WASHINGTON – A federal court has permanently barred John E. Rogers and two of his companies, Sugarloaf Fund LLC and Jetstream Business Limited, from promoting tax shelters that allegedly use distressed Brazilian debt to lower customers’ reported income improperly, the Justice Department and Internal Revenue Service (IRS) announced today. Judge Samuel Der-Yeghiayan of the U.S. District Court for the Northern District of Illinois signed the civil injunction order, to which Rogers consented without admitting the allegations against him.
According to the government complaint, Rogers, a Chicago tax lawyer and former partner at Seyfarth Shaw LLP, designed and promoted three similar scams – the Distressed Asset Debt (DAD), Distressed Asset Trust (DAT) and 743(f) tax shelters – that used hundreds of millions of dollars of low-value, “distressed” debt owed to Brazilian retail companies. In all three of the schemes, according to the injunction suit, Rogers falsely told U.S. customers that the distressed Brazilian debt was highly valuable, that the Brazilian retail companies were real “partners” in Sugarloaf, that hundreds of entities Rogers formed and used in the transactions were genuine companies, and that the customers – after paying Rogers – could claim huge purported losses from the Brazilian debt. The losses were allegedly used to offset the customers’ unrelated U.S. income, with the resulting tax savings far exceeding what the customers had paid Rogers.
In fact, the complaint alleges, the debt was virtually worthless when it was purchased; the retail companies were never genuine partners but simply sold Sugarloaf the distressed debt for pennies on the dollar; the hundreds of companies that Rogers formed and controlled were sham entities that performed no business functions; and the supposed tax losses never existed.
The suit alleged that Rogers’s DAD and DAT schemes generated more than $370 million in improper tax deductions.
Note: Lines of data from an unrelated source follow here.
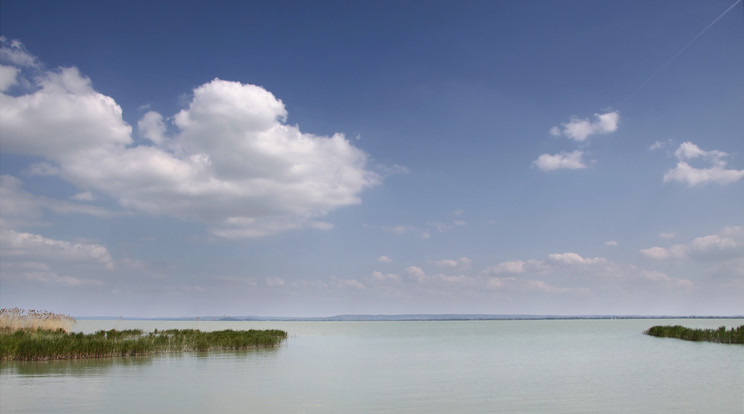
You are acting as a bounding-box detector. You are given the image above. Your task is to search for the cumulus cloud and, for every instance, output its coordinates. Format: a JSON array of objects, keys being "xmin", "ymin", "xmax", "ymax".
[
  {"xmin": 485, "ymin": 259, "xmax": 545, "ymax": 274},
  {"xmin": 137, "ymin": 111, "xmax": 166, "ymax": 145},
  {"xmin": 550, "ymin": 111, "xmax": 620, "ymax": 142},
  {"xmin": 0, "ymin": 65, "xmax": 20, "ymax": 92},
  {"xmin": 533, "ymin": 150, "xmax": 586, "ymax": 171},
  {"xmin": 372, "ymin": 270, "xmax": 400, "ymax": 282},
  {"xmin": 434, "ymin": 257, "xmax": 472, "ymax": 269},
  {"xmin": 23, "ymin": 162, "xmax": 59, "ymax": 177},
  {"xmin": 0, "ymin": 41, "xmax": 381, "ymax": 238},
  {"xmin": 664, "ymin": 142, "xmax": 744, "ymax": 187},
  {"xmin": 641, "ymin": 226, "xmax": 744, "ymax": 260},
  {"xmin": 548, "ymin": 252, "xmax": 607, "ymax": 265},
  {"xmin": 0, "ymin": 36, "xmax": 39, "ymax": 67}
]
The IRS listed the DAT and similar tax shelters as tax avoidance transactions in 2008, which required all material advisors of such schemes to disclose their activities to the IRS, obtain IRS reportable-transaction numbers for those transactions, and furnish the reportable-transaction numbers to their customers. Customers would then know they were participating in a reportable transaction and that the reportable-transaction number had to be disclosed on their next-filed tax return. Under federal tax law, customers who fail to include a reportable-transaction number with their returns as required are subject to substantial monetary penalties. Under the injunction order, Rogers, whom the complaint alleges failed to comply with the listed-transaction requirements, must now mail copies of the injunction order to all persons who engaged in any of the three transactions described in the complaint during or after 2003.
“The Justice Department is committed to exposing and shutting down fraudulent tax shelters and their promoters, and injunctions are an important tool in that effort,” said D. Patrick Mullarkey, Acting Deputy Assistant Attorney General for Civil Trial Matters at the Justice Department’s Tax Division. “At the same time,” Mullarkey noted, “taxpayers should be keenly aware that if the tax benefits from a transaction seem too good to be true, they almost always are.”
“Today’s injunction sends the clear message that the IRS aggressively pursues those who allegedly invent new ways to cheat the tax system,” said IRS Deputy Commissioner Steve Miller. “Using sham offshore losses to eliminate income and evade taxes is exactly the type of abusive scheme that we’re committed to combat.”